Cape Town - An "oversight" by the department of transport saw MPs on Wednesday delay processing draft legislation aimed at making South Africa a full member of the International Oil Pollution Compensation Fund.

"We don't want to process a bill without the entity being present. In view of this... we need to postpone," transport portfolio committee chairperson Ruth Bhengu told members.

The "entity" referred to is the SA Maritime Safety Authority (Samsa), the absence of which body, according to a senior transport department official present, "just might have been an oversight on our part".

The committee was holding public hearings on two related pieces of draft legislation: the Merchant Shipping (International Oil Pollution Compensation Fund) Bill, and the Merchant Shipping (Civil Liability Convention) Bill.

But these quickly ground to a halt when concerns by MPs prompted Bhengu to declare that they could not continue without Samsa.

"We want to hear the voice of Samsa... because the agency is the implementing agency [for matters raised in the bills]," she said.

In a statement submitted to the hearings, the Maritime Law Association of SA said there had been "considerable delay" since South Africa had acceded to the 1992 Civil Liability Convention (CLC), and the Fund Convention of the same year.

"As matters stand, we would be terribly exposed in the event of a major oil spill, given the low limits of liability contained in the MPA [the Marine Pollution Act].

"It is simply imperative that both CLC 1992 and the Fund Convention are given force of law as soon as is reasonably possible so as to ensure that our limits of liability, at least in relation to pollution from tankers, are increased from the unacceptably low levels contained in the MPA, and to ensure a claimant's access to the 1992 fund," the association warned.

According to an open letter sent in June last year to then transport minister Sibusiso Ndebele, by Professor John Hare of the University of Cape Town's Shipping Law Unit, a tanker owner's liability is capped at R180m.

However, countries that are signatories to the fund could claim as much as R9.3bn to clean up any environmental damage from a major oil spill.

In his letter, Hare warned that the "long period of bureaucratic torpor" that had characterised the bills' passage left South Africa "dangerously and I respectfully suggest shamefully inadequately covered".

According to a maritime legal expert, who declined to be named for professional reasons, the delays in drafting and passing the bills were technical and related to the fact that more than one government department was involved.

He agreed that South Africa would be exposed to massive clean-up costs in the event of a major oil spill.
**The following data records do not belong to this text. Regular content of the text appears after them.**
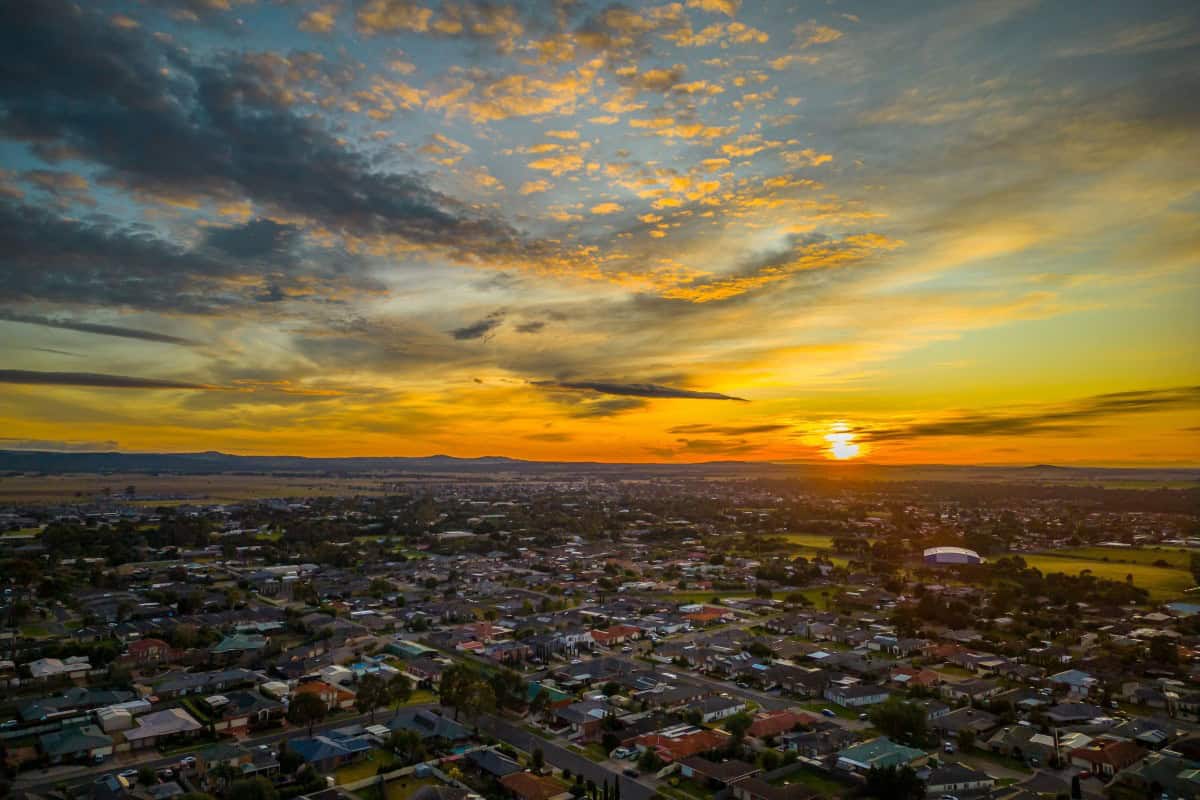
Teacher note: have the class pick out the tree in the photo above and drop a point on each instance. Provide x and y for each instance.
(737, 726)
(255, 788)
(893, 783)
(509, 689)
(372, 693)
(539, 703)
(649, 762)
(400, 691)
(453, 687)
(904, 722)
(307, 709)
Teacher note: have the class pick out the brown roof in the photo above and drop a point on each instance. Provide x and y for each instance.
(528, 786)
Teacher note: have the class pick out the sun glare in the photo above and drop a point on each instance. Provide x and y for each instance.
(841, 443)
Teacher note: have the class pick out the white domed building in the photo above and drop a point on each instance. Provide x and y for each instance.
(951, 555)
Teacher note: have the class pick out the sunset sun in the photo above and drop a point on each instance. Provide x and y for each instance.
(841, 443)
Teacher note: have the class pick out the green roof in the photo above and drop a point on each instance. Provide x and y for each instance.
(881, 752)
(239, 642)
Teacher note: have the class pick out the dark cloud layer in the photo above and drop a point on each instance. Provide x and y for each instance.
(159, 122)
(94, 328)
(635, 390)
(90, 379)
(729, 429)
(1069, 419)
(480, 330)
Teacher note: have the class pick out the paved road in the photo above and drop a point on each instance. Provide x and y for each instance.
(563, 758)
(41, 781)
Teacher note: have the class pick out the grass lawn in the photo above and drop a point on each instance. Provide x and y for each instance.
(817, 707)
(366, 768)
(421, 696)
(399, 789)
(1176, 557)
(813, 780)
(1162, 583)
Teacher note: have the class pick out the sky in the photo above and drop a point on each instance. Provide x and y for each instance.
(555, 229)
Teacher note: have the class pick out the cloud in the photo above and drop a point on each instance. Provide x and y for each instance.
(480, 330)
(1067, 419)
(730, 429)
(7, 443)
(635, 390)
(221, 130)
(91, 379)
(94, 328)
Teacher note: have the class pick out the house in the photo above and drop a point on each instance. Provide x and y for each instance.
(240, 711)
(83, 743)
(586, 720)
(975, 691)
(168, 723)
(965, 719)
(493, 763)
(527, 786)
(1159, 774)
(717, 774)
(717, 708)
(773, 723)
(327, 753)
(180, 684)
(148, 653)
(1075, 683)
(1074, 713)
(856, 695)
(681, 741)
(957, 780)
(880, 752)
(334, 697)
(1107, 757)
(429, 725)
(76, 668)
(755, 788)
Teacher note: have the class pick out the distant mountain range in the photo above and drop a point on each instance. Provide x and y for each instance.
(41, 461)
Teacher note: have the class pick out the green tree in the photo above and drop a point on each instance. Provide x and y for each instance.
(307, 709)
(400, 691)
(904, 722)
(893, 783)
(372, 693)
(255, 788)
(737, 726)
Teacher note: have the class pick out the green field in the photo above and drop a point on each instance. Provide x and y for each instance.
(1176, 557)
(810, 541)
(1163, 583)
(366, 768)
(399, 789)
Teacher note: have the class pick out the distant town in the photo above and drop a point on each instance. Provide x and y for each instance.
(681, 635)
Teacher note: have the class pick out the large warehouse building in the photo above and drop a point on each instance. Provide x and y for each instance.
(952, 555)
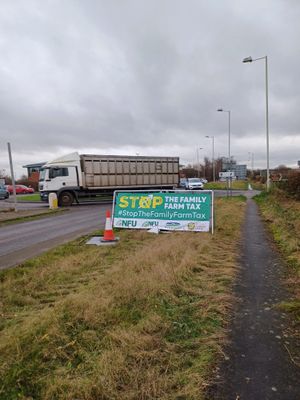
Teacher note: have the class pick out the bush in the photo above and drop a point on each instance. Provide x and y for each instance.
(292, 185)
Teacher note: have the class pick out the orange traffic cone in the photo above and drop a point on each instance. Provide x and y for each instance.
(108, 232)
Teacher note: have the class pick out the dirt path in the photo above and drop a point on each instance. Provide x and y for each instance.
(258, 365)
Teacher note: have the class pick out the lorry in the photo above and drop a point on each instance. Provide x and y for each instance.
(76, 176)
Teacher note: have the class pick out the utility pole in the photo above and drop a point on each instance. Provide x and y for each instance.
(12, 176)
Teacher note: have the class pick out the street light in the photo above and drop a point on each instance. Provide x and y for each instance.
(198, 166)
(213, 156)
(249, 60)
(251, 158)
(229, 155)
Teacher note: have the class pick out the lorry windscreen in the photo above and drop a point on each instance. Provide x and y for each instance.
(42, 174)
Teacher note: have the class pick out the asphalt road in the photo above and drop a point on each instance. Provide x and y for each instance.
(21, 241)
(24, 240)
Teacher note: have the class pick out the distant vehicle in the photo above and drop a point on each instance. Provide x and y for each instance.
(75, 176)
(194, 184)
(4, 194)
(20, 189)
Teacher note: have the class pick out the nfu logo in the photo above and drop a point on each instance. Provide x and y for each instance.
(129, 223)
(150, 224)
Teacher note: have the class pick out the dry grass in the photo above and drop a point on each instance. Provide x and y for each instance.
(282, 215)
(142, 320)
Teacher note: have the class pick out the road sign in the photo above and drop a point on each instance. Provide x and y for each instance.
(227, 174)
(178, 210)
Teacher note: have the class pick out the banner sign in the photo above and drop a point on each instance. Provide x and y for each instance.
(182, 211)
(228, 174)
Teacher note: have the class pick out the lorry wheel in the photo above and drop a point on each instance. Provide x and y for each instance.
(65, 199)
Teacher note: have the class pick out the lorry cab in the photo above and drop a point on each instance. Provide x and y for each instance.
(58, 179)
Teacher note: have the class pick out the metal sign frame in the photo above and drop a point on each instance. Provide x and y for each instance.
(212, 221)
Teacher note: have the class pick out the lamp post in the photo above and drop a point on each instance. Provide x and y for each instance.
(249, 60)
(198, 166)
(213, 156)
(229, 117)
(251, 158)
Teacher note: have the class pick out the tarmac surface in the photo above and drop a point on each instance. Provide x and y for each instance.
(258, 363)
(21, 241)
(24, 240)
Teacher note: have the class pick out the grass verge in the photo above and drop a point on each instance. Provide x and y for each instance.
(145, 319)
(282, 216)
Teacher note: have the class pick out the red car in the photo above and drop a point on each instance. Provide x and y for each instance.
(20, 189)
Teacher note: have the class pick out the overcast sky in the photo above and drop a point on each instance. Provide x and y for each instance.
(146, 77)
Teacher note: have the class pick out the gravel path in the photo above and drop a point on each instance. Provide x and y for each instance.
(257, 363)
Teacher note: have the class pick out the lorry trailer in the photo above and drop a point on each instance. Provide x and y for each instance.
(77, 176)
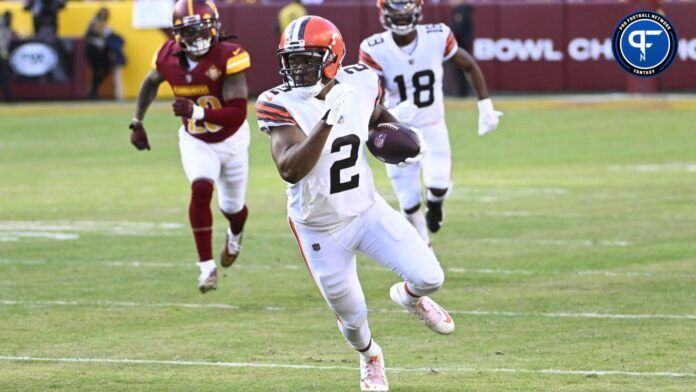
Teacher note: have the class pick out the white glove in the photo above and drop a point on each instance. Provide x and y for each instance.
(335, 102)
(418, 157)
(405, 112)
(488, 117)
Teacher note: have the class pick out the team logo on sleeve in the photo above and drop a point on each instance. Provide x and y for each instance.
(644, 43)
(213, 73)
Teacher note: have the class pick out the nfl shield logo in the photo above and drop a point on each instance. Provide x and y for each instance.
(379, 140)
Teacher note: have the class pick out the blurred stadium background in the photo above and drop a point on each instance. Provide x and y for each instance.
(521, 45)
(569, 242)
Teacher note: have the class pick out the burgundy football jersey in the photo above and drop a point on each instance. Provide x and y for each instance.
(202, 84)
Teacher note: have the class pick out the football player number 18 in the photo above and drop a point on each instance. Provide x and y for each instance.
(206, 102)
(423, 85)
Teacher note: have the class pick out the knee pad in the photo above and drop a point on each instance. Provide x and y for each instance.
(201, 191)
(227, 206)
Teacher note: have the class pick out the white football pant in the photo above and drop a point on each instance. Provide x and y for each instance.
(384, 235)
(225, 163)
(436, 167)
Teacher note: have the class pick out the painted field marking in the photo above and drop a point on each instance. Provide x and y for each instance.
(475, 312)
(656, 167)
(458, 369)
(294, 267)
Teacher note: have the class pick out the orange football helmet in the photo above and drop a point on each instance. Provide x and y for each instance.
(196, 25)
(311, 47)
(400, 16)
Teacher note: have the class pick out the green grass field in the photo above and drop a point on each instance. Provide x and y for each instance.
(569, 247)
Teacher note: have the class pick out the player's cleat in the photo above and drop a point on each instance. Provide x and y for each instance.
(372, 374)
(433, 216)
(428, 311)
(207, 280)
(232, 248)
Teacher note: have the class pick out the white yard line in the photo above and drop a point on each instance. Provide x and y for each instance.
(475, 312)
(656, 167)
(11, 231)
(125, 361)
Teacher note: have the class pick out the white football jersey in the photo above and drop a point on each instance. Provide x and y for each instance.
(341, 185)
(415, 77)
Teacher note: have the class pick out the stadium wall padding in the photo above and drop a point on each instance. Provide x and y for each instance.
(541, 29)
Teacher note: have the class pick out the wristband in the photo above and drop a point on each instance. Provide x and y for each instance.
(198, 113)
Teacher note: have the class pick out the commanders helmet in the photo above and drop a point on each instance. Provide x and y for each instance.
(196, 25)
(311, 49)
(400, 16)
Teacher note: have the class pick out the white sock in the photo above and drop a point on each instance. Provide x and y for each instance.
(374, 349)
(437, 199)
(409, 299)
(417, 219)
(207, 266)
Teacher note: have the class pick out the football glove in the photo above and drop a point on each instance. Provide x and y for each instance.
(421, 152)
(488, 117)
(139, 136)
(405, 112)
(186, 108)
(335, 102)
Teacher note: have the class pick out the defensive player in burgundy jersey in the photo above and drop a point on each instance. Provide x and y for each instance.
(408, 57)
(206, 74)
(318, 122)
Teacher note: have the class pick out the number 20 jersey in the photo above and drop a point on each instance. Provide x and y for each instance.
(202, 84)
(415, 77)
(341, 185)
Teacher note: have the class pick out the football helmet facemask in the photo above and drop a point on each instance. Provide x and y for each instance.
(196, 25)
(311, 50)
(400, 16)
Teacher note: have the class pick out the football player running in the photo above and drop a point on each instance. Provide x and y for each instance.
(318, 121)
(207, 77)
(408, 57)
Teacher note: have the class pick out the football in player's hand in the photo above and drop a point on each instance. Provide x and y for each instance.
(393, 143)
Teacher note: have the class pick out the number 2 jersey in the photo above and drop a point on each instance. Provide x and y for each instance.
(203, 83)
(341, 185)
(415, 77)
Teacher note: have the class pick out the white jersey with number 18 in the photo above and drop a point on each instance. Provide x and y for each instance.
(341, 185)
(415, 77)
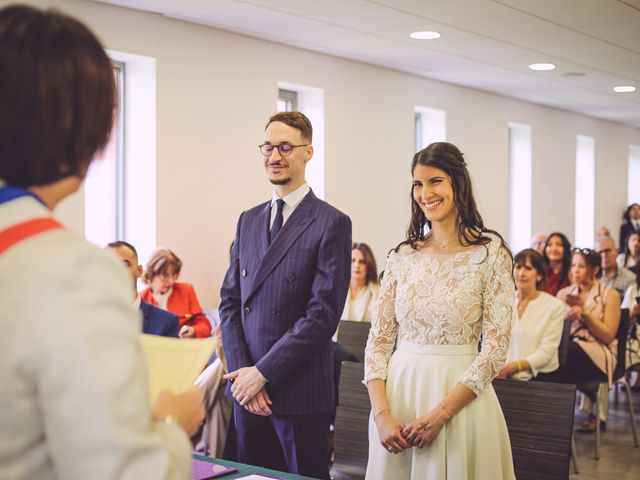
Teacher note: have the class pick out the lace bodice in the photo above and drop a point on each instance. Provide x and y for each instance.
(445, 299)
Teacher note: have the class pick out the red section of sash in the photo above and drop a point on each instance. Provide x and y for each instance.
(21, 231)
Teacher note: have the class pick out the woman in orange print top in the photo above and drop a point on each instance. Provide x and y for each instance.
(161, 274)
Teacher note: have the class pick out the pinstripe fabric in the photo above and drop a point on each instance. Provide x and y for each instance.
(281, 303)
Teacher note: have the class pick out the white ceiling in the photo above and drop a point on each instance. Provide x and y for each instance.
(485, 44)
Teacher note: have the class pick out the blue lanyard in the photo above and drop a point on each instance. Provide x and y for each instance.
(9, 193)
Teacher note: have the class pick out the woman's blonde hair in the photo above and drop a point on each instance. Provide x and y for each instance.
(159, 261)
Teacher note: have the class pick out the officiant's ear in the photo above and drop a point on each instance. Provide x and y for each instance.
(309, 153)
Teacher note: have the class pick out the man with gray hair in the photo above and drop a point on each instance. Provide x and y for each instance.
(612, 275)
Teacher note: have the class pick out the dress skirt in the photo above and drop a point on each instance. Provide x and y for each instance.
(473, 445)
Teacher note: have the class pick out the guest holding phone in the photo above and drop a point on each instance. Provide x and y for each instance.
(594, 311)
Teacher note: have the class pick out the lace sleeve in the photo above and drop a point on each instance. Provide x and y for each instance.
(497, 310)
(384, 328)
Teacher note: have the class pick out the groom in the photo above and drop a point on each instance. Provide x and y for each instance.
(281, 302)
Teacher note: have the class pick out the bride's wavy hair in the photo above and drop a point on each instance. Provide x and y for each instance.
(471, 229)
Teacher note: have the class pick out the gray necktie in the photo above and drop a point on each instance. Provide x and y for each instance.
(277, 222)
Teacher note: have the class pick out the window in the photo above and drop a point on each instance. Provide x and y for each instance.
(633, 177)
(430, 126)
(585, 191)
(520, 169)
(310, 101)
(287, 101)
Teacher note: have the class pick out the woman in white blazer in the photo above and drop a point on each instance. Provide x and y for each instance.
(73, 379)
(536, 328)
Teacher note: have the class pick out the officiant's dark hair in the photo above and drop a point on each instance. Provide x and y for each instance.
(57, 97)
(471, 229)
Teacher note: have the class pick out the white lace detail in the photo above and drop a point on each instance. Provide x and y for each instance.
(432, 299)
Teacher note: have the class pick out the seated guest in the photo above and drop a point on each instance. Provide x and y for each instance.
(537, 324)
(630, 301)
(538, 242)
(612, 275)
(363, 287)
(161, 274)
(631, 251)
(211, 439)
(602, 232)
(594, 312)
(557, 258)
(630, 224)
(155, 320)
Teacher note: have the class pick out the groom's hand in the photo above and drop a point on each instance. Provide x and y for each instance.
(247, 382)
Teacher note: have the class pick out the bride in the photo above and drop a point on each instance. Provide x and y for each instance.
(434, 413)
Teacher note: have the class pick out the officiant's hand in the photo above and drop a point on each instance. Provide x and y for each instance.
(185, 408)
(390, 432)
(424, 429)
(247, 382)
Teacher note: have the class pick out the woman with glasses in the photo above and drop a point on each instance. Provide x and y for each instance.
(537, 324)
(594, 312)
(434, 413)
(557, 257)
(363, 287)
(161, 274)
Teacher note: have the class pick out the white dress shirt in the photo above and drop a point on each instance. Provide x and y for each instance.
(535, 337)
(291, 201)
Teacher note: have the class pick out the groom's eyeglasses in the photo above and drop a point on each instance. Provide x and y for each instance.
(284, 149)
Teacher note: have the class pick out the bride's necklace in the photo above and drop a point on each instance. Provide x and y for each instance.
(444, 244)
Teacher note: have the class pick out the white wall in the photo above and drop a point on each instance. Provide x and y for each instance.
(215, 90)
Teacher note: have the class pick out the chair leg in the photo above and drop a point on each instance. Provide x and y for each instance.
(597, 405)
(625, 385)
(574, 455)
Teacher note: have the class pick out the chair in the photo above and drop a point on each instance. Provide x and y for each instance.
(618, 379)
(351, 440)
(539, 418)
(563, 351)
(353, 335)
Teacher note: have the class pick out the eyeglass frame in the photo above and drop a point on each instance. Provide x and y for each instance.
(277, 147)
(583, 251)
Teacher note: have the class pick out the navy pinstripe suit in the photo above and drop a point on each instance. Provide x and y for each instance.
(280, 305)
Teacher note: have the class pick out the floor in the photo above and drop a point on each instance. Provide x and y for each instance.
(619, 460)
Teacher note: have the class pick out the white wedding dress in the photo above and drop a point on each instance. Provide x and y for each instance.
(436, 306)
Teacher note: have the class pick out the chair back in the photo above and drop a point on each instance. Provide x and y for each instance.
(539, 418)
(563, 350)
(353, 335)
(351, 441)
(621, 335)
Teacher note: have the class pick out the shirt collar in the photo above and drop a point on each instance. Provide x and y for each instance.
(294, 198)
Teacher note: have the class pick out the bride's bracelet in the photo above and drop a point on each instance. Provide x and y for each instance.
(447, 414)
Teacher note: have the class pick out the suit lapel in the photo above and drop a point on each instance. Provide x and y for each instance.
(295, 225)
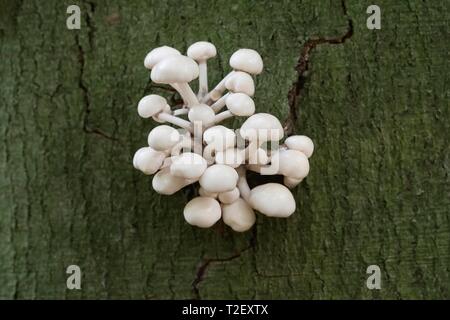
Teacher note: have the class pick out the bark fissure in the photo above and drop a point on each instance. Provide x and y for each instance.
(302, 68)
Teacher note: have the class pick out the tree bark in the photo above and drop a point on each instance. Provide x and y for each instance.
(375, 102)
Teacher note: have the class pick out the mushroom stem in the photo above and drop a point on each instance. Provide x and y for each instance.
(219, 104)
(218, 90)
(242, 184)
(174, 120)
(186, 93)
(202, 79)
(223, 116)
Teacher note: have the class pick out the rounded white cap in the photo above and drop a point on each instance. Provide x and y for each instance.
(219, 178)
(241, 82)
(202, 113)
(201, 51)
(151, 105)
(202, 212)
(188, 165)
(175, 69)
(238, 215)
(163, 138)
(300, 143)
(148, 160)
(273, 200)
(262, 126)
(158, 54)
(247, 60)
(240, 104)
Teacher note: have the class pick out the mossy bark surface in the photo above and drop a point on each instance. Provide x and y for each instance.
(375, 102)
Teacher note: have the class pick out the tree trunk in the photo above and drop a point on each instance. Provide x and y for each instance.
(375, 102)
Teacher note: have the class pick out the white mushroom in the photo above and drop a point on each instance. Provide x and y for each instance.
(238, 82)
(273, 200)
(238, 104)
(188, 165)
(148, 160)
(219, 178)
(202, 51)
(238, 215)
(158, 54)
(166, 183)
(229, 196)
(202, 212)
(163, 138)
(156, 106)
(178, 70)
(300, 143)
(246, 60)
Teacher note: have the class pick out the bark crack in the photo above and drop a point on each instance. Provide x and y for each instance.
(206, 263)
(302, 68)
(87, 127)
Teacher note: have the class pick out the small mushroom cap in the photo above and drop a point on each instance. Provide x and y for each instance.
(151, 105)
(202, 212)
(163, 138)
(201, 51)
(240, 104)
(175, 69)
(247, 60)
(231, 157)
(272, 200)
(262, 126)
(300, 143)
(202, 192)
(188, 165)
(291, 163)
(158, 54)
(238, 215)
(219, 178)
(148, 160)
(165, 183)
(229, 196)
(202, 113)
(241, 82)
(220, 137)
(291, 182)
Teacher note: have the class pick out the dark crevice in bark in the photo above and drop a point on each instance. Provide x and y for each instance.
(206, 263)
(87, 127)
(302, 68)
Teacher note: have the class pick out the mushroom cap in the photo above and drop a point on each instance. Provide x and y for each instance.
(202, 113)
(229, 196)
(202, 212)
(291, 163)
(291, 182)
(188, 165)
(175, 69)
(148, 160)
(262, 126)
(238, 215)
(247, 60)
(231, 157)
(158, 54)
(220, 137)
(163, 138)
(151, 105)
(300, 143)
(240, 104)
(219, 178)
(241, 82)
(272, 200)
(201, 50)
(165, 183)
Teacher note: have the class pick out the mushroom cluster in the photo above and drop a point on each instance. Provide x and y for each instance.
(195, 147)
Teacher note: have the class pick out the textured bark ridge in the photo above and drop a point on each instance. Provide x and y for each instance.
(374, 102)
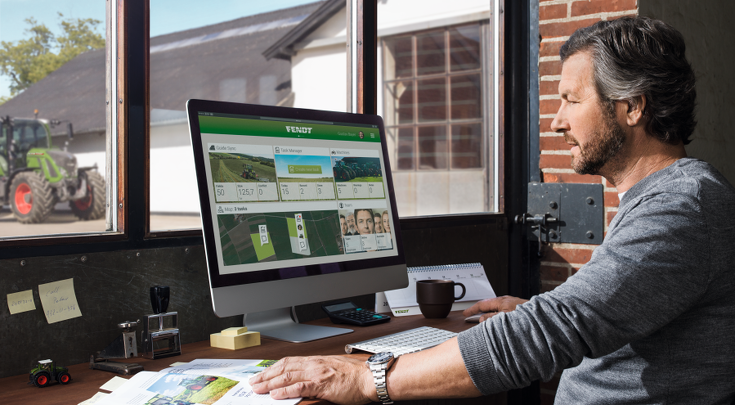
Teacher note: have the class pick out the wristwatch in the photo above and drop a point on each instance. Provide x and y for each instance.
(379, 364)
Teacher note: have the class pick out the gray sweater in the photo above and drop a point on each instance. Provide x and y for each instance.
(649, 320)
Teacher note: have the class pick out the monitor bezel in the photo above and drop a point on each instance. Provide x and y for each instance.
(219, 280)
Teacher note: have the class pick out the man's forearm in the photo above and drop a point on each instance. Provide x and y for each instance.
(435, 373)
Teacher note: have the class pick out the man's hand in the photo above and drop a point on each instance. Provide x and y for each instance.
(338, 379)
(493, 306)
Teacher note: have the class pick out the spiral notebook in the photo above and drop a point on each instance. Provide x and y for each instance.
(403, 301)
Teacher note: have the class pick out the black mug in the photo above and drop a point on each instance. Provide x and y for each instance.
(159, 299)
(435, 297)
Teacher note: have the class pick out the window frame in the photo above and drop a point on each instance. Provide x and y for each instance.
(128, 114)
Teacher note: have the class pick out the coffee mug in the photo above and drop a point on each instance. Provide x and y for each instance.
(435, 297)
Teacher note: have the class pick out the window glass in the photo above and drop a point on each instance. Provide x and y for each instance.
(52, 135)
(239, 51)
(437, 115)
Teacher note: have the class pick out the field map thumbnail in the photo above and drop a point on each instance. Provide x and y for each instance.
(241, 168)
(242, 243)
(356, 169)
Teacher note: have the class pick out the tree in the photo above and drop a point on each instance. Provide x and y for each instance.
(30, 60)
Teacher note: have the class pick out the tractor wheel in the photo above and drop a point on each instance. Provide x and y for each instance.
(31, 198)
(63, 378)
(41, 379)
(93, 205)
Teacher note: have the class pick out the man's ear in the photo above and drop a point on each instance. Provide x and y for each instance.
(636, 110)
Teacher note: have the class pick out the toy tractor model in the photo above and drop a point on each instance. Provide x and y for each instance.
(45, 372)
(248, 173)
(34, 175)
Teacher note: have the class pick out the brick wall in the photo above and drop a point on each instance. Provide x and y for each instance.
(558, 19)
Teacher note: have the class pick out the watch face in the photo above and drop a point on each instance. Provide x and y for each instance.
(380, 357)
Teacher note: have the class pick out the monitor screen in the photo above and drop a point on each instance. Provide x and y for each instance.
(297, 205)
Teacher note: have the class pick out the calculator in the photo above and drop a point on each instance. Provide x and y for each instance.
(348, 312)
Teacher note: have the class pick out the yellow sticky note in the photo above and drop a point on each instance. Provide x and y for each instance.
(59, 301)
(21, 302)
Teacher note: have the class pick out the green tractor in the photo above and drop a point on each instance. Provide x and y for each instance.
(34, 175)
(248, 173)
(45, 372)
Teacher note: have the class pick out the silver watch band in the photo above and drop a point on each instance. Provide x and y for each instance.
(379, 376)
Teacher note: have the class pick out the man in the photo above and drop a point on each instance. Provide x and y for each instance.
(343, 224)
(651, 317)
(364, 220)
(351, 230)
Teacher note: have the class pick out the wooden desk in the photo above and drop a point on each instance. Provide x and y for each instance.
(86, 382)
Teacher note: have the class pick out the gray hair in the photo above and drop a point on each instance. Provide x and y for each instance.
(639, 56)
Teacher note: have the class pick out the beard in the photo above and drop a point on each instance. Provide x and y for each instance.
(603, 146)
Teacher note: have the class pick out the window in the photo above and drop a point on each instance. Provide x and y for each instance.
(436, 93)
(220, 56)
(53, 142)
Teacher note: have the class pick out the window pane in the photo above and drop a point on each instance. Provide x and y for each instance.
(464, 53)
(199, 50)
(433, 147)
(52, 79)
(466, 97)
(400, 97)
(432, 99)
(398, 58)
(440, 163)
(406, 149)
(430, 53)
(466, 146)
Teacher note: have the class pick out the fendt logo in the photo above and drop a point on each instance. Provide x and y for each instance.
(301, 130)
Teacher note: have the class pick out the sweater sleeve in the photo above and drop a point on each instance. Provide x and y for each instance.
(651, 267)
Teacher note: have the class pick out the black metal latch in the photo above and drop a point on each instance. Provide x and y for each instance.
(565, 212)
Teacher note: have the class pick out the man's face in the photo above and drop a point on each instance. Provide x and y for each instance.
(351, 223)
(365, 222)
(592, 130)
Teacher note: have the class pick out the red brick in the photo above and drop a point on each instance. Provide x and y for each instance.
(567, 255)
(552, 68)
(553, 143)
(553, 273)
(571, 178)
(547, 88)
(564, 29)
(552, 12)
(550, 48)
(549, 106)
(611, 199)
(555, 162)
(602, 6)
(545, 125)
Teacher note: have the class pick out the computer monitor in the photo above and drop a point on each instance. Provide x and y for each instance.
(297, 207)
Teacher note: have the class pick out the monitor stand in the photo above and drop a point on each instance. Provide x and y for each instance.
(278, 324)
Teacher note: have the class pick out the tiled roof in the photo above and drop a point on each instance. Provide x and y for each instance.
(222, 61)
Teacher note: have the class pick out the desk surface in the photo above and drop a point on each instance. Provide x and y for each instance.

"The problem is, we are covered, but not adequately covered," the expert told Sapa.

Wednesday's cut-short committee meeting took place as salvors, including Samsa, battled to remove hundreds of tons of heavy fuel oil from the leaking cargo ship Kiani Satu, aground south of Buffalo Bay, just off the Goukamma Nature Reserve in the Southern Cape.

The 168-metre bulk carrier ran aground last Thursday. Some oil has already spilled from the vessel. Attempts to pull the Kiani Satu off the shore have so far failed, hampered by bad weather and high seas.

It was reported on Wednesday that the oil is to be pumped out of the vessel's tanks into plastic containers, which will then be flown off.

It was not immediately clear when the portfolio committee will again hold hearings on the bills.